Tables 3 (cf. Table 7 of Zemblys et al. 2019) and Table 4 (cf. Table 8 of Zemblys et al. 2019) report comparisons between the event-level agreement scores achieved with the original gazeNet classifier and with gazeNet-500. As can be seen in Tables 3 and 4, gazeNet-500 performed nearly identical to gazeNet across all overall and per-event event level agreement scores. The single exception is that gazeNet-500 performed substantially better than gazeNet on PSOs in the training set (Table 3). These results show that the inclusion of 200-Hz data when training gazeNet had only minimal impact on the results reported in Zemblys et al., (2019), and underscores that training on a data set that contained imperfections is not an error.

Table 3 Per-event event-level Cohen’s kappa for each event class, overall event-level Cohen’s kappa and event error rate (EER) for gazeNet (trained including trials recorded at 200 Hz, cf. Table 1) and gazeNet-500 (trained excluding these trials)
Table 4 Per-event event-level Cohen’s kappa values for each event class for gazeNet (trained including trials recorded at 200 Hz, cf. Table 2) and gazeNet-500 (trained excluding these trials). Kappa values are shown for four data sets

We furthermore evaluated gazeNet-500, as well as the original gazeNet classifier and the other three algorithms on only the trials in the lund2013-image-test data set that were recorded at 500 Hz. Specifically, the files UL47_img_konijntjes_labelled_RA.mat and UL47_img_konijntjes_labelled_MN.mat were removed from the testing data set. Table 5 presents a comparison of the per-event event level agreement scores obtained with all classifiers on the lund2013-image-test data set including trials recorded at 200 Hz as originally reported in Table 8 of Zemblys et al., (2019), to the lund2013-image-test-500 set excluding these 200 Hz trials. It is readily appreciated from the table that while some of the classifiers (MNH and NH2010 especially) produced higher agreement scores for lund2013-image-test-500 than lund2013-image-test, the ranking of classifiers by agreement was not affected. It is furthermore seen that the agreement scores for the machine learning-based classifiers was almost identical for the two data sets, showing that they were robust to the inclusion of 200-Hz data.

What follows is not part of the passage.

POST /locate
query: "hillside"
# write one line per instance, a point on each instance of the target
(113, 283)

Table 5 Per-event event-level Cohen’s kappa values for each event class for testing sets including trials recorded at 200 Hz (lund2013-image-test, cf. Table 2) and excluding these trials (lund2013-image-test-500). Kappa values are shown for six classifiers

Conclusions

In summary, we have discussed the claims of Friedman (2020) of errors and problems with our gazeNet paper (Zemblys et al., 2019). First, we have discussed that the imperfections in the training and testing data sets discussed by Friedman (2020) underscore that our procedure to create event classifiers through deep learning methods is sound. Indeed, our results consistently show that the gazeNet architecture delivers an event classifier that is robust to these imperfections and flexible enough to generalize and attain high agreement when evaluated on different data sets. Second, we have pointed out that the evaluations in the gazeNet paper were carried out according to standard practice on separate unseen data from the same set as the training set, and on completely different data sets provided by other research groups. Third, we have discussed and evaluated three different approaches to binary event-level agreement scoring. We found that our suggested new approach of disregarding missed classifications of events other than the event being evaluated yielded an agreement score that best reflects agreement on only the event of interest, which was our purpose for this procedure. This approach also yields only minimal differences from the agreement scores using the approach of Zemblys et al., (2019), and does not lead to different conclusions than those reported in that paper. We find that, in contrast, the approach suggested by Friedman (2020) significantly overpenalizes the agreement score in this situation. Last, we report results that are nearly identical to those in Zemblys et al., (2019) both when training gazeNet with only 500-Hz data and when evaluating the performance of all classifier algorithms with only 500-Hz data. These findings underscore that the “errors” in the data sets indicated by Friedman (2020) had minimal impact on our results and did not affect our conclusions.